Después de años trabajando con empresas y startups en su transición circular, he visto el mismo patrón repetirse: "Vamos a servitizar nuestro producto" se ha convertido en el mantra automático.
Pero la realidad es más compleja.
Estamos aplicando la servitización como si fuera una receta universal, sin entender cuándo funciona y cuándo no. Porque sin bien es cierto que entre los nuevos modelos de negocio es uno de los archetipos más reconocible e interesantes, debemos considerar algunos elementos antes de proponerlo sin cuestionar.
3 barreras reales que he identificado:
⚠️ El apego emocional obstaculiza la servitización Cuando un cliente le pone nombre a su coche, no quiere "acceso", quiere algo "suyo". Por muy innovador que sea tu modelo, chocas contra la psicología humana.
⚠️ Los pagos mensuales, en los modelos de suscripción, generan fricción recurrente. Cada mes, tu cliente se pregunta: "¿realmente necesito esto?" En productos de uso diario, esta duda constante trabaja en tu contra y puede llegar a tener el efecto bola de nieve si la sumamos con otras suscripciones.

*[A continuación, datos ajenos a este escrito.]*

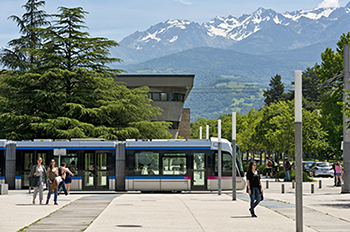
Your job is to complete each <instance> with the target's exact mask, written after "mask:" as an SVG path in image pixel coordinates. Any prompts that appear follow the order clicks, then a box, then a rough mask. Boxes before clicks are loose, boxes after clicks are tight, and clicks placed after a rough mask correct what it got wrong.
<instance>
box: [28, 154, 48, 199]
mask: <svg viewBox="0 0 350 232" xmlns="http://www.w3.org/2000/svg"><path fill="white" fill-rule="evenodd" d="M42 162H43V159H42V158H41V157H38V161H37V165H33V166H32V168H31V171H30V174H29V176H33V177H34V176H35V177H37V178H39V185H38V186H36V187H34V193H33V205H35V198H36V196H37V194H38V192H39V200H40V205H42V204H43V198H44V184H46V181H47V178H46V173H45V166H44V165H43V164H42Z"/></svg>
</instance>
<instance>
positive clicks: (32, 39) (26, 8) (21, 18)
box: [0, 0, 49, 70]
mask: <svg viewBox="0 0 350 232" xmlns="http://www.w3.org/2000/svg"><path fill="white" fill-rule="evenodd" d="M44 5H45V1H39V0H28V1H27V3H26V4H25V5H23V6H22V7H23V8H25V10H26V13H25V14H23V15H22V18H20V17H18V16H16V15H11V16H10V17H9V19H12V20H13V21H15V22H16V23H17V26H18V27H19V31H20V33H21V34H22V36H21V37H20V38H18V39H13V40H11V41H10V42H9V43H8V45H9V46H10V48H9V49H4V50H3V52H2V53H1V54H0V63H1V64H2V65H4V66H5V67H8V68H10V69H19V70H27V69H29V68H30V67H31V65H32V64H33V63H34V60H35V57H34V55H33V54H31V53H29V51H28V50H31V49H38V48H40V47H41V32H40V31H39V30H38V28H40V27H42V26H47V25H49V22H48V21H46V17H47V14H46V12H45V11H43V10H39V8H40V7H43V6H44Z"/></svg>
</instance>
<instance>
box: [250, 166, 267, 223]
mask: <svg viewBox="0 0 350 232" xmlns="http://www.w3.org/2000/svg"><path fill="white" fill-rule="evenodd" d="M247 188H248V194H249V197H250V208H249V211H250V214H251V215H252V217H257V216H256V214H255V211H254V209H255V207H256V206H258V204H259V202H260V200H261V194H262V193H263V189H262V184H261V180H260V172H259V170H258V169H257V165H256V162H251V163H250V164H249V167H248V171H247Z"/></svg>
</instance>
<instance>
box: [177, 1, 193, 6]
mask: <svg viewBox="0 0 350 232" xmlns="http://www.w3.org/2000/svg"><path fill="white" fill-rule="evenodd" d="M175 2H181V3H182V4H185V5H192V3H190V2H187V1H185V0H175Z"/></svg>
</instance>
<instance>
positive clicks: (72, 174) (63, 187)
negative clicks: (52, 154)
mask: <svg viewBox="0 0 350 232" xmlns="http://www.w3.org/2000/svg"><path fill="white" fill-rule="evenodd" d="M66 174H69V175H70V176H74V174H73V173H72V172H71V171H70V170H69V169H68V168H66V163H62V164H61V167H60V168H59V169H58V175H59V176H61V178H62V181H61V182H60V184H59V185H58V195H59V194H60V191H61V188H62V189H63V191H64V195H66V196H67V195H68V191H67V189H66V182H65V181H66ZM71 181H72V180H71Z"/></svg>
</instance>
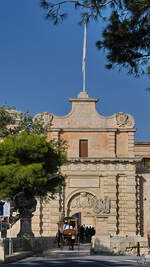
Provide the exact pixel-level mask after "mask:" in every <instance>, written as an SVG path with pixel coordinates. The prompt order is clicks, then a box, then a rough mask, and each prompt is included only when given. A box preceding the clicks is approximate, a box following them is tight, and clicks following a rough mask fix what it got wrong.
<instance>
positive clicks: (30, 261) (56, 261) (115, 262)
mask: <svg viewBox="0 0 150 267" xmlns="http://www.w3.org/2000/svg"><path fill="white" fill-rule="evenodd" d="M5 266H7V267H8V266H9V267H19V266H20V267H30V266H31V267H34V266H35V267H36V266H37V267H53V266H54V267H55V266H62V267H69V266H71V267H86V266H89V267H96V266H99V267H128V266H130V267H131V266H132V267H133V266H139V267H140V266H150V262H147V263H146V264H145V265H143V264H137V260H136V258H135V257H127V256H122V257H120V256H113V257H112V256H82V257H80V258H78V257H76V258H72V257H71V258H61V259H59V258H48V257H31V258H28V259H25V260H22V261H20V262H17V263H11V264H6V265H5Z"/></svg>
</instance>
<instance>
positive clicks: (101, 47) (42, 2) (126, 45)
mask: <svg viewBox="0 0 150 267" xmlns="http://www.w3.org/2000/svg"><path fill="white" fill-rule="evenodd" d="M67 4H70V5H74V7H75V9H78V10H80V15H81V20H80V23H81V24H82V23H84V22H86V23H88V22H90V20H93V19H94V20H96V21H99V19H102V20H103V27H102V36H101V37H100V40H99V41H97V42H96V46H97V48H98V49H100V50H101V49H104V51H105V52H106V59H107V65H106V68H108V69H112V68H113V67H118V68H119V70H120V69H122V68H123V69H124V68H126V69H127V72H128V73H129V74H134V75H135V76H139V75H140V74H144V73H145V72H146V66H147V64H148V63H149V59H150V1H149V0H134V1H133V0H79V1H78V0H77V1H76V0H65V1H63V0H62V1H61V0H60V1H57V2H56V1H51V2H50V1H48V0H41V7H42V8H43V9H44V10H45V17H46V19H48V20H51V21H53V23H54V24H55V25H56V24H58V23H59V22H62V21H63V20H64V18H66V17H67V14H66V13H65V12H64V10H65V6H66V5H67ZM106 8H107V10H106ZM106 11H107V12H106Z"/></svg>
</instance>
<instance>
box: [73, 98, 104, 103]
mask: <svg viewBox="0 0 150 267" xmlns="http://www.w3.org/2000/svg"><path fill="white" fill-rule="evenodd" d="M69 101H70V102H98V101H99V98H69Z"/></svg>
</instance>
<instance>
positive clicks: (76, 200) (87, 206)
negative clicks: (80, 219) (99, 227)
mask: <svg viewBox="0 0 150 267" xmlns="http://www.w3.org/2000/svg"><path fill="white" fill-rule="evenodd" d="M110 204H111V200H110V199H109V198H108V197H105V198H104V199H98V198H97V197H95V196H92V195H91V194H88V193H86V192H82V193H80V195H78V196H77V197H76V198H74V199H73V200H72V202H71V206H70V208H71V209H74V208H76V209H86V208H88V209H92V210H93V211H94V213H95V214H98V215H102V214H109V213H110V208H111V206H110Z"/></svg>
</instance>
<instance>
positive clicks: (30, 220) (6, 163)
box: [0, 106, 66, 236]
mask: <svg viewBox="0 0 150 267" xmlns="http://www.w3.org/2000/svg"><path fill="white" fill-rule="evenodd" d="M43 114H45V115H46V116H49V118H51V117H52V115H51V114H49V113H43ZM49 127H50V122H49V123H47V122H45V121H44V116H40V115H37V116H36V117H34V118H32V116H31V115H30V114H29V112H25V113H22V112H19V111H16V109H14V108H12V107H9V106H3V107H0V139H1V142H0V199H6V198H11V203H12V209H11V217H10V221H11V225H13V224H14V223H15V222H16V221H17V220H19V219H21V230H20V233H19V235H20V236H24V235H25V234H26V235H28V236H33V233H32V231H31V217H32V213H33V211H35V209H36V203H37V201H36V199H35V198H36V197H40V198H46V197H47V196H48V195H49V197H53V196H54V195H55V193H58V192H59V191H60V190H61V188H62V187H63V186H64V184H65V182H64V177H63V176H62V175H61V173H60V166H61V164H63V162H64V161H65V147H66V144H65V142H63V141H59V142H54V141H53V142H52V141H51V142H47V141H46V133H47V130H48V128H49ZM14 211H18V212H19V213H18V214H17V215H16V216H13V212H14ZM24 225H25V226H26V227H24Z"/></svg>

⚠️ Competir con productos baratos es una batalla perdida Un taladro de 11€ vs. 20€/día de alquiler. ¿Cuál crees que elegirá el cliente? La economía de la desechabilidad es tu verdadero enemigo.
¿Cómo avanzar de verdad, trabajando sobre estas barreras?
1. Comprender en profundidad la percepción y psicología del usuario, sobre todo si es consumidor final, donde este planteamiento es más novedoso y arriesgado. Porque hay elementos que son innegociables: acceso real cuando, como y donde lo necesitas o la necesidad de hacer tuyo, personalizar el producto.
2. En algunos casos, un modelo tack back (de recompra) es la solución realmente interesante porque permite al usuario sentir suyo y cuidar el producto sin la presión del pago recurrente y con la tranquilidad que cuando ya no le sirva, puede "revenderselo" al fabricante o distribuidor.
3. Integrar el valor residual recuperable desde el diseño. Si puedes recuperar valor significativo al final de vida mediante ecodiseño, tu tarifa de servitización (renting por ejemplo) puede competir de verdad. No es solo economía circular en teoría, es viabilidad económica en la práctica.
Algunos ejemplos que llevamos años poniendo como ejemplos eran... anecdóticos. No funcionaron realmente, y está bien admitirlo.
La economía circular ha madurado lo suficiente como para ser honestos: hay modelos que funcionan y otros que no.
La pregunta que deberías hacerte: ¿Estás servitizando porque tiene sentido para tu modelo de negocio, o porque "es lo que se hace en economía circular"?
La respuesta a esta pregunta es lo que separa los modelos viables de los experimentos fallidos.